Anyway. Starbucks and I have enjoyed a healthy fruitful relationship. We both have a laissez faire approach to paying the Government. They've now decided that a multinational corporation needs to be seen as 'friendly', and 'approachable', and have some kind of human connection. After all, shops are closing every day. People need somewhere familiar. Somewhere they can forget about their financial woes while paying as much for a single coffee as they would for a jar. In order to do so, they've come up with the idea of taking names. Now, my name is apparently quite easy to get wrong. All of it. I never order taxis under my own name, there's just no point. So when I'm shouting it over a counter, surrounded by noisy buzzin' bean junkies, the results are always going to be... umm... mixed at best...
 
This was the first attempt. Before now, I just thought they were selective with who they asked. The last time I'd went into Starbucks, the girl in front of me had been asked her name. She was very classically pretty, like she'd waltzed out of American Apparel. She looked like she would smell nice, and her hair was swooshy. By comparison, I didn't get asked for my name. I wasn't wearing eyeliner and I'd had a long day at uni. The girl behind me didn't get asked for her name either. She looked like Hatchet Face from Cry Baby.

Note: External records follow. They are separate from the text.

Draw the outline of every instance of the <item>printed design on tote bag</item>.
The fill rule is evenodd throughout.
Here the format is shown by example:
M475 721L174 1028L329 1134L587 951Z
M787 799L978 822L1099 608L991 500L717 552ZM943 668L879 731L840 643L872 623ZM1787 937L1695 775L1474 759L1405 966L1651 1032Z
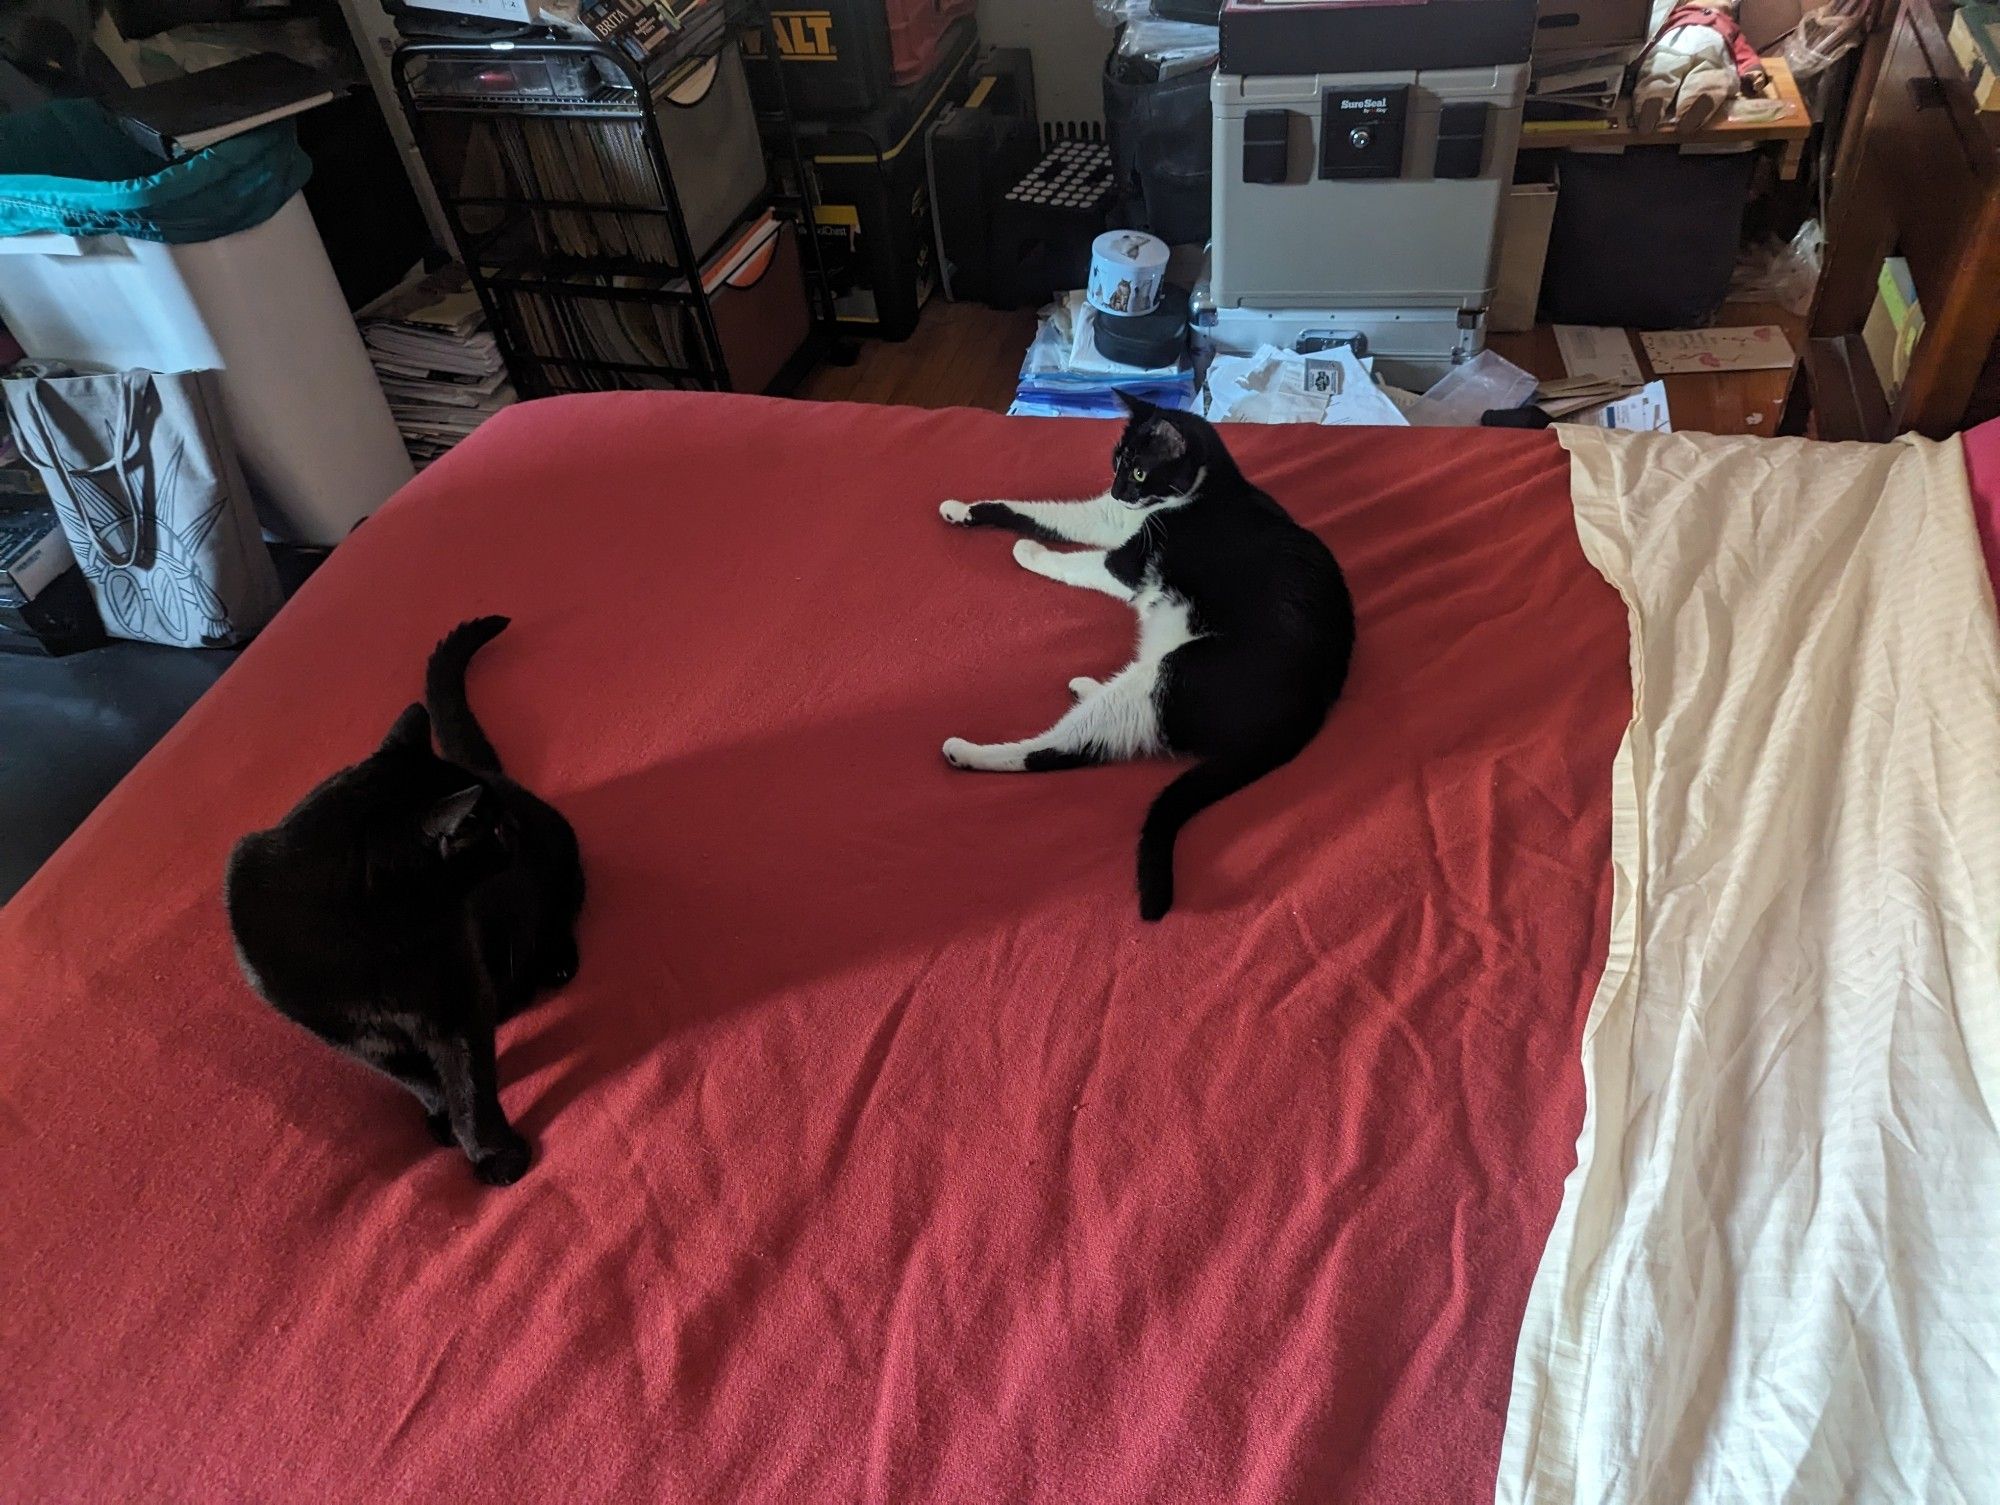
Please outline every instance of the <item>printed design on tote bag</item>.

 This is the most common misspelling/mispronunciation of my name. For years all I got was, "is your name Adrian 'cause yer maw's pure intae Rocky?". In protest I didn't watch Rocky until I was about 18; old enough to be over the embarrassment and to also know that no, I was not named after Rocky's girlfriend. I mean I'm sure my folks liked the film, but naming your child after a supporting character is a pretty bold statement. An opinion my future son, Wayne Gale Magneto Peter Venkman Calgie, will undoubtedly share.
 
 I'm embarrassed to admit that the only time my name has ever been spelled correctly was on a non-black coffee related product. I'd smelled some Jack Daniel's in someone else's glass the night before, and it had left me feeling a bit worse for wear. I couldn't face my usual black tar, and I wanted something sweet that was also non-food based. Have you ever ordered a Frappucino? It's impossible to do so without mentally giving yourself the 'wanker' gesture. And also shouting 'wanker!' at yourself, in your own head. Damned if it was tasty though, but next time I might give a fake name. Just so, y'know, if said cup is found it can't be traced back to me. I've got a reputation to maintain.
 
And we're back. I've never had a correct spelling of my name since that first time. Usually I just stop being a wanker and say 'Ada'. It's easier. It's three letters. Sometimes I get 'Ava', but you know what, I wouldn't mind if that was my name, so that's OK too. Most times I remember I actually have none of the money I did at college and bypass it. However, yesterday I needed some perking up after facing town on payday Friday. That's a tough shift, I'd earned it. The one thing I do like about my name is that no one else has it. OR SO I THOUGHT. The guy in front of me had been sent on the office coffee run. He was getting BAGS full of coffee based goodness. He was rhyming off the names for everyone's drink. I was pretty agitated as he was taking FOREVER, and my caffeine supplies were running low. My ears perked up when I suddenly heard him ask for a "mocha, that's for Ada, A-D-A". I was too embarrassed to be seen having the same name as someone who'd drink a mocha. I didn't want to be associated with this impostor and her lack of commitment to one thing. Is it hot chocolate? Is it coffee? At least a Frappucino is self-consciously flamboyant, like a peacock. It doesn't try and masquerade itself as a legitimate coffee option. Boo you, mocha, and boo you Fake Ada for tarnishing the reputation I only just got away with after the Frappucino incident.